Zucchini Mushroom Frittata
- 1 medium zucchini
- 1 tablespoon shallot
- 1 medium bell pepper red or green
- 1/2 cup mushrooms, white
- 4 large egg
- 1/4 cup milk
- 1 teaspoon oregano, dried
- 1/2 teaspoon salt
- 1/2 teaspoon black pepper, ground
- 4 ounce feta cheese crumbles
- Preheat broiler. Slice zucchini in half lengthwise, then slice thin half moon shapes. Slice shallots and dice bell pepper.

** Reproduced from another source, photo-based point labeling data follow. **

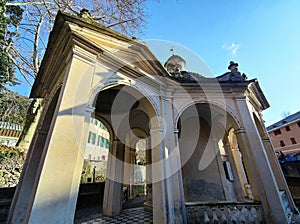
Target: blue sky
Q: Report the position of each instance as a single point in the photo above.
(261, 35)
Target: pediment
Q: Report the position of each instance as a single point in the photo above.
(129, 50)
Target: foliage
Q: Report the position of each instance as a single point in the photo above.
(13, 107)
(9, 17)
(29, 41)
(8, 152)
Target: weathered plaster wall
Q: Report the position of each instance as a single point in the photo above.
(11, 163)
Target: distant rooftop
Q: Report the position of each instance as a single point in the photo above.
(10, 126)
(285, 121)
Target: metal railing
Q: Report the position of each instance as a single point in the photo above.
(224, 212)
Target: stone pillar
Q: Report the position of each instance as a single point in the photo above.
(260, 166)
(113, 192)
(278, 172)
(239, 180)
(148, 174)
(240, 167)
(175, 193)
(227, 186)
(129, 169)
(49, 193)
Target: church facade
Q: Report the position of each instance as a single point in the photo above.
(208, 155)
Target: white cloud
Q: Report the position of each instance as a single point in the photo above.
(232, 48)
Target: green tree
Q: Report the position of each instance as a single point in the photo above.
(9, 17)
(13, 107)
(26, 49)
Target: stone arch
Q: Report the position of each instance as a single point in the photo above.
(234, 119)
(225, 183)
(113, 83)
(127, 112)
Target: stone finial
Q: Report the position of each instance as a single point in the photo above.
(85, 14)
(233, 67)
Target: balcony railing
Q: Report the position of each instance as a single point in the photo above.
(224, 212)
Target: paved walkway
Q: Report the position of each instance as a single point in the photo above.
(133, 216)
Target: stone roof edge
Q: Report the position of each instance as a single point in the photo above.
(289, 119)
(62, 18)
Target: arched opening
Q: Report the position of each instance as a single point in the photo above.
(93, 175)
(27, 186)
(127, 116)
(212, 163)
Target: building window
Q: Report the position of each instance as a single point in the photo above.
(277, 132)
(93, 141)
(102, 141)
(293, 140)
(90, 137)
(98, 141)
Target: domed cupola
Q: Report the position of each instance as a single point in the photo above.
(175, 64)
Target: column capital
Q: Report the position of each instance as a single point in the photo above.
(157, 129)
(240, 131)
(240, 98)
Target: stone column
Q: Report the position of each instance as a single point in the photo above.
(176, 203)
(228, 194)
(239, 180)
(148, 175)
(58, 155)
(240, 167)
(159, 190)
(129, 169)
(260, 166)
(278, 172)
(113, 192)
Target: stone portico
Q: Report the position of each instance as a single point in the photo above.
(207, 149)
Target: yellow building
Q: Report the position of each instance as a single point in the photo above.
(9, 133)
(207, 151)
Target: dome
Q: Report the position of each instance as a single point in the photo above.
(175, 64)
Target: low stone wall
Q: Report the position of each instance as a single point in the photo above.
(11, 163)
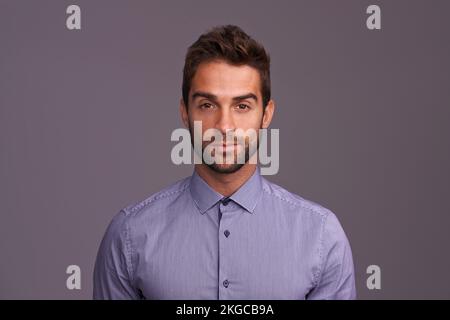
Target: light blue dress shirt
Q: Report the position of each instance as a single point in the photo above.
(189, 242)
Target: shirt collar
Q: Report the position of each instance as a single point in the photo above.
(246, 196)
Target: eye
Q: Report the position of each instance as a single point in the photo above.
(206, 106)
(243, 106)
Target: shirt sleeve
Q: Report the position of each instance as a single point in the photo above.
(112, 271)
(336, 280)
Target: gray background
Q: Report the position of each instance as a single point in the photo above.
(86, 118)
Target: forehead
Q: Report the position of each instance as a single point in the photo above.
(223, 79)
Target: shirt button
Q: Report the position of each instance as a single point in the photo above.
(225, 201)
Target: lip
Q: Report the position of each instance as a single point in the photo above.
(224, 146)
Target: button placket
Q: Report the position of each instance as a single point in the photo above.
(224, 250)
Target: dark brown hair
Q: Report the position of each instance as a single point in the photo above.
(232, 45)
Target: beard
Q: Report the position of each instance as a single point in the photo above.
(227, 168)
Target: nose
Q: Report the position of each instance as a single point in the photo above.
(225, 121)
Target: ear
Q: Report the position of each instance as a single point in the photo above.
(184, 113)
(268, 114)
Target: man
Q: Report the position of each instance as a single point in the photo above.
(225, 232)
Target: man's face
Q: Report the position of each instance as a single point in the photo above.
(226, 98)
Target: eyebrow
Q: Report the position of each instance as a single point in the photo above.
(213, 97)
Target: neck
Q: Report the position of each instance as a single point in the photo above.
(225, 183)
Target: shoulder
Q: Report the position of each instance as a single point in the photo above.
(157, 201)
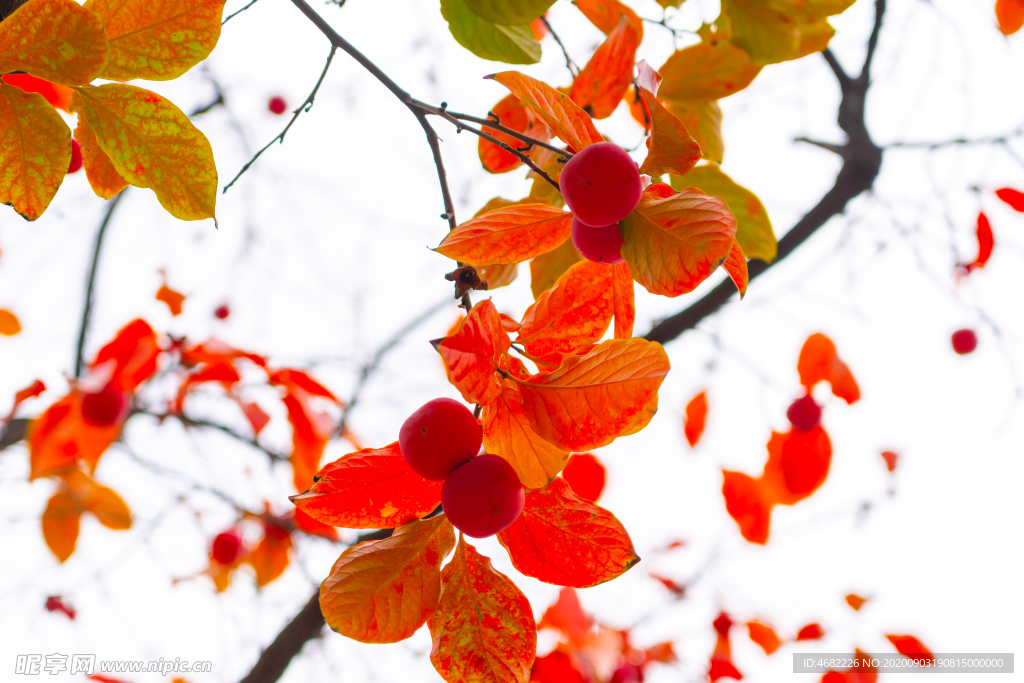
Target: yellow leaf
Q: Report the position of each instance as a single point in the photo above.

- Spray a medium-sized, oven-proof skillet with cooking spray and place over medium heat. Once heated, add zucchini, mushrooms and shallot. Cook until soft; approximately 5 minutes.
- Whisk eggs together with milk, in a small mixing bowl. Pour into the skillet with the sautéed vegetables; add oregano, salt and pepper. Sprinkle with feta cheese.
- Continue to cook until the edges begin to crisp. Remove from stovetop and place skillet into oven to broil until the top browns. Remove from oven; cut into squares. Serve warm.